Continuing on down To The Ends of the Earth’s path away from the former, Kurosawa’s latest film, 2020 Silver Lion winner Wife of a Spy, brims with more of the sensational excitement of its period espionage territory, though still working through much of the same emotional spectrum and thematic material that characterizes his previous movies. A rare excursion into the past for the fairly modern director (previously attempted with Tony Leung vehicle 1905 in 2013, but that film’s production was shut down early on), Wife of a Spy’s action occurs in 1940 as Japan is ramping up to enter WWII, the fascist government policing and surveilling its citizenry with an increased vigor. Taking place in Kobe, the script (penned by Kurosawa alongside Ryûsuke Hamaguchi and his Happy Hour co-writer Tadashi Nohara) centers on the triangular relationship shared between Satoko Fukuhara (Yū Aoi), her international businessman husband Yūsaku (Takahashi Issey), and her childhood friend Taiji (Masahiro Higashide), who serves as military police in adulthood. From this dynamic and turbulent historical backdrop, Kurosawa sets in motion an uneasy melodrama pitting romantic and political passion against each other, while working off of the tropes of the spy thriller to conjure a sense of destabilizing dread parallel to that which characterizes his horror films (or perhaps another angle to look at his domestic drama Tokyo Sonata from.)

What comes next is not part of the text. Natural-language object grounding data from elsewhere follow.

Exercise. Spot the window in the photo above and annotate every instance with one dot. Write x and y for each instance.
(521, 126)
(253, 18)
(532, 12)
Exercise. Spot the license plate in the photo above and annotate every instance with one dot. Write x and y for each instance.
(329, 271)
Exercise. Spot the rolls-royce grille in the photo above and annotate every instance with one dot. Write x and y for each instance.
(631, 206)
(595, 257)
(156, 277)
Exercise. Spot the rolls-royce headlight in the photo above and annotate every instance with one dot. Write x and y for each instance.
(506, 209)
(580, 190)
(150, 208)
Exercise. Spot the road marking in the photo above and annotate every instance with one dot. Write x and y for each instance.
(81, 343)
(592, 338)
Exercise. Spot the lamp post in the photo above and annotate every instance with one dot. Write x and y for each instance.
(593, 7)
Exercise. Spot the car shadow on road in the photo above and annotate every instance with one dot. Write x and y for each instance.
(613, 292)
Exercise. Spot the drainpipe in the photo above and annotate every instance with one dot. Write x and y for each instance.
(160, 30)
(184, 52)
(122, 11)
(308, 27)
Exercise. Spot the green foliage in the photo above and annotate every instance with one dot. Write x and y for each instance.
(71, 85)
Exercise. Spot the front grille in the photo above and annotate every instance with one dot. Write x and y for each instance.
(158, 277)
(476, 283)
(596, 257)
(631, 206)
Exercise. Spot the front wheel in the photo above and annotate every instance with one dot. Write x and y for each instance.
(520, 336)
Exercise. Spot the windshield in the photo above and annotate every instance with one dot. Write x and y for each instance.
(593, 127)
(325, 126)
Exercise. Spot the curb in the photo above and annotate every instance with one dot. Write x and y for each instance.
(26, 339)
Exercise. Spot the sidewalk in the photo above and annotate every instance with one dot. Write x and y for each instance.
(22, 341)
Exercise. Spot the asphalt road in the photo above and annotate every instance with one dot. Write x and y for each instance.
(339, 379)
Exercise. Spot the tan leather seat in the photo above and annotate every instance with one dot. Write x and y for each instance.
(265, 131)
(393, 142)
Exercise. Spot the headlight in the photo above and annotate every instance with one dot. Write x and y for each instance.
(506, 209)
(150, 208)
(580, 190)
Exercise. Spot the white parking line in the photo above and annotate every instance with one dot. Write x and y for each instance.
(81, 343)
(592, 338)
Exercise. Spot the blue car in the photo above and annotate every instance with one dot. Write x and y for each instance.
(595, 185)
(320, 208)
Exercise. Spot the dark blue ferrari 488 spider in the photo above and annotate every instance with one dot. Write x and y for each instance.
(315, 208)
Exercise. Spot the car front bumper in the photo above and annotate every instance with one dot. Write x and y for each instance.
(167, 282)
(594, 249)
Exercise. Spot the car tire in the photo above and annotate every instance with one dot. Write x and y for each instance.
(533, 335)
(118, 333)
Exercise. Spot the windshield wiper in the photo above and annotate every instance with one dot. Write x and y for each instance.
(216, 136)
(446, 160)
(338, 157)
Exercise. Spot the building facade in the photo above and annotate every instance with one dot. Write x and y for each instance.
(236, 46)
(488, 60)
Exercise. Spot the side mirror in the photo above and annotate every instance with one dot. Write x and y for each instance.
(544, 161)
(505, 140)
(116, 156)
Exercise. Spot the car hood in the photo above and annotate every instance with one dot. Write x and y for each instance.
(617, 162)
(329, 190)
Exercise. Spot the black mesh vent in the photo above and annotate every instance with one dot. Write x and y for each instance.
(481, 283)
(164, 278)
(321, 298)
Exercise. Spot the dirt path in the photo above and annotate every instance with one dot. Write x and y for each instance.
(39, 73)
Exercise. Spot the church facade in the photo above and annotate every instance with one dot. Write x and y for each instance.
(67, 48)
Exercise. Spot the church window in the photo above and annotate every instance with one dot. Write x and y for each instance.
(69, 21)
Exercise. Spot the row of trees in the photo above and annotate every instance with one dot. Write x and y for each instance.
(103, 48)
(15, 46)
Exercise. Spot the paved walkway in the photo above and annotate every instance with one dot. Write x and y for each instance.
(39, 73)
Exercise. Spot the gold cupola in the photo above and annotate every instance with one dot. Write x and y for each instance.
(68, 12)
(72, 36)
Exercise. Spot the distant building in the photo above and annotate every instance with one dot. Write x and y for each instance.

A fictionalized narrative based on historical fact, Wife of a Spy primarily sits with Satoko’s perspective as she comes to realize that Yūsaku has been quietly undertaking righteous, traitorous action against the Japanese government in response to his discovery of brutal war crimes and illegal, torturous experiments being carried out against the Chinese prisoners held captive in Manchuria. In possession of a roll of 16mm film containing definitive evidence of these crimes, Yūsaku aims to escape to America intent on exposing the Japanese government. An obviously noble motive, the screenplay insists on rendering it fraught, keeping the audience at Satoko’s side, slowly losing sight of the distinction between truth and deception, her agency always in a state of flux. While convincingly dwelling in the past thanks to attentive costume design and well-chosen locations (plus crisp, stately 8K cinematography made possible by Japan’s NHK broadcasting conglomerate), Wife of a Spy is, of course, a film conceived with present dilemmas in mind: both the general sense of uncertainty and insecurity that comes with living in a fascist state, and then the challenging question of how to upend it and at what cost. Kurosawa and Hamaguchi’s screenplay takes its time getting to its monumental conclusion (staggered across a couple time jumps acting as epilogues; a familiar structural choice for the director), but once it lands, the film’s more reserved stretches are reinvigorated in hindsight, with the narrative revealing itself to be practically cyclical — history repeating itself, etc. In this way, Wife of a Spy achieves a tone uniquely Kurosawa’s, something in between despair for our current moment and cautious optimism for where we might be able to go next.